Ovviamente, si tratta di temi troppo vasti per essere affrontati qui diffusamente.
Certamente, si può fare almeno un’ultima osservazione. La differenza tra Europa e USA probabilmente risiede anche in questo.
In Europa, lo scontro secolare tra Chiesa e Stato ha storicamente compresso il potenziale espansivo della cittadinanza, limitato la libera manifestazione delle libertà individuali, frenato la costruzione di vere e proprie ‘religioni civili’.

Nel segno della cittadinanza

Negli USA, viceversa, lo spazio di libertà scoperto e attraversato dai primi coloni fino ai nostri giorni non è stato soltanto ‘spazio geografico’ nel quale edificare ranch e stati federali, ma è stato anche ‘spazio pubblico’ nel quale costruire una dimensione civica ed un tessuto etico condivisi. Attraverso il faticoso esercizio di libertà e responsabilità, gli americani hanno messo in gioco la loro coscienza direttamente, hanno agito, allo stesso tempo, nell’interesse proprio e nell’interesse generale (lo stesso Tocqueville annotò questa capacità di miscelare interessi privati e pubblici in un modo originale e così diverso dal modo europeo), hanno praticato in concreto la sussidiarietà senza bisogno di sacralizzarla nelle leggi.

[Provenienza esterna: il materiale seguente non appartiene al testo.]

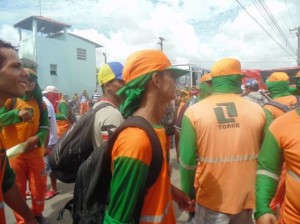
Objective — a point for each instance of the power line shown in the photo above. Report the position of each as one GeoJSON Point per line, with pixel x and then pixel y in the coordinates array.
{"type": "Point", "coordinates": [270, 19]}
{"type": "Point", "coordinates": [264, 29]}
{"type": "Point", "coordinates": [289, 13]}
{"type": "Point", "coordinates": [271, 16]}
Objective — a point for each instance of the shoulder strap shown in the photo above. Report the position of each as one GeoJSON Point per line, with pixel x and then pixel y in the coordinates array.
{"type": "Point", "coordinates": [102, 105]}
{"type": "Point", "coordinates": [12, 103]}
{"type": "Point", "coordinates": [278, 105]}
{"type": "Point", "coordinates": [157, 156]}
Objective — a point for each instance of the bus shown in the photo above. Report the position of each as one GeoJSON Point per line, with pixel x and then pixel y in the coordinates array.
{"type": "Point", "coordinates": [191, 79]}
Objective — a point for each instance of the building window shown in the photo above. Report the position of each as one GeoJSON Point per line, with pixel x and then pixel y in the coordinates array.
{"type": "Point", "coordinates": [53, 69]}
{"type": "Point", "coordinates": [81, 54]}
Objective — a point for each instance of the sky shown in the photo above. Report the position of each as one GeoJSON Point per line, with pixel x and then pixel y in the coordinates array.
{"type": "Point", "coordinates": [200, 32]}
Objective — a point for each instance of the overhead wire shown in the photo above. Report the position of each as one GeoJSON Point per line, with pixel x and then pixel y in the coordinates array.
{"type": "Point", "coordinates": [283, 48]}
{"type": "Point", "coordinates": [290, 16]}
{"type": "Point", "coordinates": [275, 23]}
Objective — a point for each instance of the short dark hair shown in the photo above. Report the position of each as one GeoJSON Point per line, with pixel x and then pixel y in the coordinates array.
{"type": "Point", "coordinates": [4, 44]}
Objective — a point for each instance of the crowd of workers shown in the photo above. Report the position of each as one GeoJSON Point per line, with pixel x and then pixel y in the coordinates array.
{"type": "Point", "coordinates": [238, 152]}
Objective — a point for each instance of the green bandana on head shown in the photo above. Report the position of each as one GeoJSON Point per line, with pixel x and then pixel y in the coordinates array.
{"type": "Point", "coordinates": [227, 84]}
{"type": "Point", "coordinates": [131, 94]}
{"type": "Point", "coordinates": [205, 90]}
{"type": "Point", "coordinates": [278, 89]}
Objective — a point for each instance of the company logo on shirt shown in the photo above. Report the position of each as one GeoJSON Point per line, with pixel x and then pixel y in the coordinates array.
{"type": "Point", "coordinates": [226, 114]}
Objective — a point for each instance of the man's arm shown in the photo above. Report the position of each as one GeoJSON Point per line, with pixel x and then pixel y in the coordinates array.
{"type": "Point", "coordinates": [13, 198]}
{"type": "Point", "coordinates": [270, 162]}
{"type": "Point", "coordinates": [188, 158]}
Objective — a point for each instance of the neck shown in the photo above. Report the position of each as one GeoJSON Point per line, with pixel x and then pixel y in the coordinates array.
{"type": "Point", "coordinates": [151, 109]}
{"type": "Point", "coordinates": [114, 100]}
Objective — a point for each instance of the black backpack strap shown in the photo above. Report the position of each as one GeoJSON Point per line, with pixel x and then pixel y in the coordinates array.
{"type": "Point", "coordinates": [157, 156]}
{"type": "Point", "coordinates": [101, 105]}
{"type": "Point", "coordinates": [12, 103]}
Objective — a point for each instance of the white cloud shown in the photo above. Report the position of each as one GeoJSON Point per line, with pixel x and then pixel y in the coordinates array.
{"type": "Point", "coordinates": [199, 32]}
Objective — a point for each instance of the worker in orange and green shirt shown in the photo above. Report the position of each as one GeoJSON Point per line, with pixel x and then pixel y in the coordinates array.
{"type": "Point", "coordinates": [29, 166]}
{"type": "Point", "coordinates": [223, 132]}
{"type": "Point", "coordinates": [278, 87]}
{"type": "Point", "coordinates": [281, 145]}
{"type": "Point", "coordinates": [149, 86]}
{"type": "Point", "coordinates": [62, 110]}
{"type": "Point", "coordinates": [296, 90]}
{"type": "Point", "coordinates": [205, 91]}
{"type": "Point", "coordinates": [12, 84]}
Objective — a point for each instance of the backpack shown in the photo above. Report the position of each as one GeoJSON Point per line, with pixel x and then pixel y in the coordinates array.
{"type": "Point", "coordinates": [74, 147]}
{"type": "Point", "coordinates": [92, 184]}
{"type": "Point", "coordinates": [72, 116]}
{"type": "Point", "coordinates": [283, 107]}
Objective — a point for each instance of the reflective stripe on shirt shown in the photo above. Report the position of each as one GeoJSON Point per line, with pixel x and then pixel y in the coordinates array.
{"type": "Point", "coordinates": [187, 167]}
{"type": "Point", "coordinates": [267, 173]}
{"type": "Point", "coordinates": [230, 159]}
{"type": "Point", "coordinates": [156, 218]}
{"type": "Point", "coordinates": [294, 175]}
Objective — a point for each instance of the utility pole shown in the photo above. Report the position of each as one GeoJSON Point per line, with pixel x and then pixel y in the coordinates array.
{"type": "Point", "coordinates": [161, 40]}
{"type": "Point", "coordinates": [298, 51]}
{"type": "Point", "coordinates": [105, 58]}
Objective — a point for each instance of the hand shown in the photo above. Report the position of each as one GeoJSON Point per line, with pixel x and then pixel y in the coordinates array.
{"type": "Point", "coordinates": [267, 218]}
{"type": "Point", "coordinates": [25, 114]}
{"type": "Point", "coordinates": [183, 201]}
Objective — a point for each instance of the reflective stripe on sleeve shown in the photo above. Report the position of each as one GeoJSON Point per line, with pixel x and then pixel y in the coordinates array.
{"type": "Point", "coordinates": [230, 159]}
{"type": "Point", "coordinates": [156, 218]}
{"type": "Point", "coordinates": [267, 173]}
{"type": "Point", "coordinates": [294, 175]}
{"type": "Point", "coordinates": [187, 167]}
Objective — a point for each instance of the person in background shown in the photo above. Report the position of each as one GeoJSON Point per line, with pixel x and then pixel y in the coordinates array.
{"type": "Point", "coordinates": [281, 146]}
{"type": "Point", "coordinates": [61, 109]}
{"type": "Point", "coordinates": [252, 92]}
{"type": "Point", "coordinates": [12, 84]}
{"type": "Point", "coordinates": [108, 118]}
{"type": "Point", "coordinates": [32, 133]}
{"type": "Point", "coordinates": [278, 87]}
{"type": "Point", "coordinates": [84, 102]}
{"type": "Point", "coordinates": [205, 91]}
{"type": "Point", "coordinates": [296, 90]}
{"type": "Point", "coordinates": [149, 86]}
{"type": "Point", "coordinates": [214, 132]}
{"type": "Point", "coordinates": [95, 97]}
{"type": "Point", "coordinates": [51, 142]}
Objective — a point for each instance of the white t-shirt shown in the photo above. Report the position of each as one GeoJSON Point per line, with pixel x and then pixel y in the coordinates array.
{"type": "Point", "coordinates": [51, 114]}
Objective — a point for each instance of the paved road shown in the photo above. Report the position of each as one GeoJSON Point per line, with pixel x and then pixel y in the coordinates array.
{"type": "Point", "coordinates": [53, 205]}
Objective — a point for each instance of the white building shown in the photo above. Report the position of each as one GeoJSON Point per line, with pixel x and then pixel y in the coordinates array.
{"type": "Point", "coordinates": [62, 59]}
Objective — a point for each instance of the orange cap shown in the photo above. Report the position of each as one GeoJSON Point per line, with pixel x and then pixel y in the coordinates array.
{"type": "Point", "coordinates": [226, 66]}
{"type": "Point", "coordinates": [205, 78]}
{"type": "Point", "coordinates": [278, 76]}
{"type": "Point", "coordinates": [146, 61]}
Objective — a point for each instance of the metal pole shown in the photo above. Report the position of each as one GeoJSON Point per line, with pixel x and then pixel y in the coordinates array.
{"type": "Point", "coordinates": [298, 50]}
{"type": "Point", "coordinates": [298, 35]}
{"type": "Point", "coordinates": [105, 59]}
{"type": "Point", "coordinates": [161, 39]}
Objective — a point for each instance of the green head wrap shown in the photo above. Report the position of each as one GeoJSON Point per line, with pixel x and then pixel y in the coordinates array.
{"type": "Point", "coordinates": [132, 93]}
{"type": "Point", "coordinates": [205, 90]}
{"type": "Point", "coordinates": [278, 89]}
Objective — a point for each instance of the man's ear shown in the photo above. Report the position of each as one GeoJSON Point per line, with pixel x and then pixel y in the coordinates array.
{"type": "Point", "coordinates": [156, 79]}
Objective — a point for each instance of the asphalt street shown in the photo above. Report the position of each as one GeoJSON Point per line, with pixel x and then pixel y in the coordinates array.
{"type": "Point", "coordinates": [53, 205]}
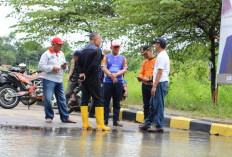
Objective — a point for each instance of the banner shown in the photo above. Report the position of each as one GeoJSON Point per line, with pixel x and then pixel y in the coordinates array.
{"type": "Point", "coordinates": [224, 70]}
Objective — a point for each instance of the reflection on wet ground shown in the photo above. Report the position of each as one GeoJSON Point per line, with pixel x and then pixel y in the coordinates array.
{"type": "Point", "coordinates": [76, 142]}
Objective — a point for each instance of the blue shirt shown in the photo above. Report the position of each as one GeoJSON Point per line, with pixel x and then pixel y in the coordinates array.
{"type": "Point", "coordinates": [114, 64]}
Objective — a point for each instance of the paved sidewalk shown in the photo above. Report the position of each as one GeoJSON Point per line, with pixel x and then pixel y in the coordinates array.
{"type": "Point", "coordinates": [187, 114]}
{"type": "Point", "coordinates": [183, 120]}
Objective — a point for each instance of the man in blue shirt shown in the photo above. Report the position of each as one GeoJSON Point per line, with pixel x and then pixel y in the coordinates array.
{"type": "Point", "coordinates": [114, 66]}
{"type": "Point", "coordinates": [90, 70]}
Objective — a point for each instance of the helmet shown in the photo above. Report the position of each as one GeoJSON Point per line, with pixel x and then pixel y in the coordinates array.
{"type": "Point", "coordinates": [22, 67]}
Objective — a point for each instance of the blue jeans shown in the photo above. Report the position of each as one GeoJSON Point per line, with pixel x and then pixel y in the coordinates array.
{"type": "Point", "coordinates": [50, 88]}
{"type": "Point", "coordinates": [156, 112]}
{"type": "Point", "coordinates": [115, 91]}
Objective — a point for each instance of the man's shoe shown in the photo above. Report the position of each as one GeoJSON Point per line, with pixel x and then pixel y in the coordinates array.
{"type": "Point", "coordinates": [155, 129]}
{"type": "Point", "coordinates": [143, 127]}
{"type": "Point", "coordinates": [118, 124]}
{"type": "Point", "coordinates": [91, 116]}
{"type": "Point", "coordinates": [111, 115]}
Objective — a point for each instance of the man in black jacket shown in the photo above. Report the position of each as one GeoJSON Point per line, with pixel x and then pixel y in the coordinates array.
{"type": "Point", "coordinates": [90, 70]}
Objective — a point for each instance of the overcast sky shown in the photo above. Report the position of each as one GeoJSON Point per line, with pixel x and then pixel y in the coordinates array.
{"type": "Point", "coordinates": [6, 22]}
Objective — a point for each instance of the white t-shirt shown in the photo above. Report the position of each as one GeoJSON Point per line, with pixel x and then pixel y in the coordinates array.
{"type": "Point", "coordinates": [163, 63]}
{"type": "Point", "coordinates": [48, 61]}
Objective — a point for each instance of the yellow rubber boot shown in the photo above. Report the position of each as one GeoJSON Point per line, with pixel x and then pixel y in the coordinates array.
{"type": "Point", "coordinates": [99, 113]}
{"type": "Point", "coordinates": [84, 115]}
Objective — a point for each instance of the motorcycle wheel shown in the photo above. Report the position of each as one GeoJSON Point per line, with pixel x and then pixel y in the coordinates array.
{"type": "Point", "coordinates": [6, 101]}
{"type": "Point", "coordinates": [28, 101]}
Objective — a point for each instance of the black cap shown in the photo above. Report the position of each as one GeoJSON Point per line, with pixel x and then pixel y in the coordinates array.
{"type": "Point", "coordinates": [76, 53]}
{"type": "Point", "coordinates": [160, 40]}
{"type": "Point", "coordinates": [145, 48]}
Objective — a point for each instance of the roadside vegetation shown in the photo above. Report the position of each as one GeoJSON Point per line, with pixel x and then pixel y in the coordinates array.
{"type": "Point", "coordinates": [190, 28]}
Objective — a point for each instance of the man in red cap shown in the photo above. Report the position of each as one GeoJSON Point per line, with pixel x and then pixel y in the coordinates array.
{"type": "Point", "coordinates": [53, 64]}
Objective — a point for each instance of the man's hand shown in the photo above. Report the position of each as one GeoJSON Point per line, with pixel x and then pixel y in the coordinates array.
{"type": "Point", "coordinates": [114, 75]}
{"type": "Point", "coordinates": [81, 77]}
{"type": "Point", "coordinates": [56, 69]}
{"type": "Point", "coordinates": [153, 90]}
{"type": "Point", "coordinates": [64, 66]}
{"type": "Point", "coordinates": [139, 78]}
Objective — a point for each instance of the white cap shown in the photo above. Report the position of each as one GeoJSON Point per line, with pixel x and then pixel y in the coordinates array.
{"type": "Point", "coordinates": [115, 43]}
{"type": "Point", "coordinates": [106, 51]}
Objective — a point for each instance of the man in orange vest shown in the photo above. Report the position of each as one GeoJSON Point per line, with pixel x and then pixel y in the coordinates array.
{"type": "Point", "coordinates": [146, 77]}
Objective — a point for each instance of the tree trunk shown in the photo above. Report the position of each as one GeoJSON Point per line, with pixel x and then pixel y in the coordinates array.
{"type": "Point", "coordinates": [213, 69]}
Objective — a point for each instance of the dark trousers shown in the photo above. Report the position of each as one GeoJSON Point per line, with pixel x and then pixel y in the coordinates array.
{"type": "Point", "coordinates": [50, 88]}
{"type": "Point", "coordinates": [146, 91]}
{"type": "Point", "coordinates": [115, 91]}
{"type": "Point", "coordinates": [92, 87]}
{"type": "Point", "coordinates": [157, 106]}
{"type": "Point", "coordinates": [71, 86]}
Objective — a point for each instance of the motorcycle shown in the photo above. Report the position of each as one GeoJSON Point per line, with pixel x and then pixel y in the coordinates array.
{"type": "Point", "coordinates": [17, 87]}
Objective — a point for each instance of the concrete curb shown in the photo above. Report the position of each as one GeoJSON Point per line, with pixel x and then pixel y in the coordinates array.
{"type": "Point", "coordinates": [178, 122]}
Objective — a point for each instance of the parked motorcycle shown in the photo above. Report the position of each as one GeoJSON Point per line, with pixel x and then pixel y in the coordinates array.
{"type": "Point", "coordinates": [17, 87]}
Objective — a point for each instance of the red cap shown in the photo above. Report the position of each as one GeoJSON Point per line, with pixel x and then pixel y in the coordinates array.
{"type": "Point", "coordinates": [57, 40]}
{"type": "Point", "coordinates": [115, 43]}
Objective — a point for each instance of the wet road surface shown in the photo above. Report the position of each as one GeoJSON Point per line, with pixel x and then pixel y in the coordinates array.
{"type": "Point", "coordinates": [23, 132]}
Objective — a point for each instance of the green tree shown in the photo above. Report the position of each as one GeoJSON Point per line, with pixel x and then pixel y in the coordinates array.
{"type": "Point", "coordinates": [7, 51]}
{"type": "Point", "coordinates": [44, 18]}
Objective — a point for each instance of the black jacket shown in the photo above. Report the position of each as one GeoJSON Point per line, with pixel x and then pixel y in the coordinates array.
{"type": "Point", "coordinates": [89, 61]}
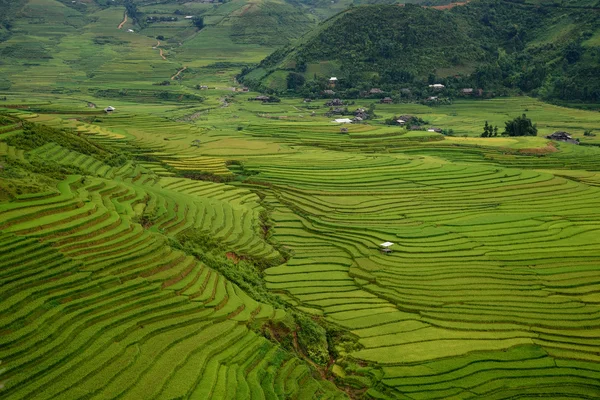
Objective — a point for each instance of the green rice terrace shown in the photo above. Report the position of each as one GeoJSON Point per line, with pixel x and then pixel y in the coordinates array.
{"type": "Point", "coordinates": [182, 240]}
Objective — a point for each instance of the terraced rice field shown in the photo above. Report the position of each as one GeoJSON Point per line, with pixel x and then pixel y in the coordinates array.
{"type": "Point", "coordinates": [94, 305]}
{"type": "Point", "coordinates": [492, 284]}
{"type": "Point", "coordinates": [491, 290]}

Ecco perché, oggi, nel suo discorso inaugurale, Barack Obama può rivolgersi direttamente ai “fellow citizens” – e non ad un ceto di politici di professione, come avviene invece nei discorsi ufficiali nostrani – chiedendo “una nuova era di responsabilità, una presa di coscienza, da parte di ogni Americano, che abbiamo dei compiti per noi stessi, per la nostra nazione e per il mondo”.
Ecco perché oggi, il primo presidente nero di un paese che pure ha conosciuto lo schiavismo, può dire che i suoi cittadini abbracciano questi compiti “felici, fermi nella consapevolezza che niente soddisfa il nostro spirito e definisce il nostro carattere come il fare del nostro meglio nei momenti più difficili”.
Ecco perché Obama cita una cosa che per nessun politico italiano sarebbe un valore: il “prezzo” e la “promessa” della “cittadinanza”.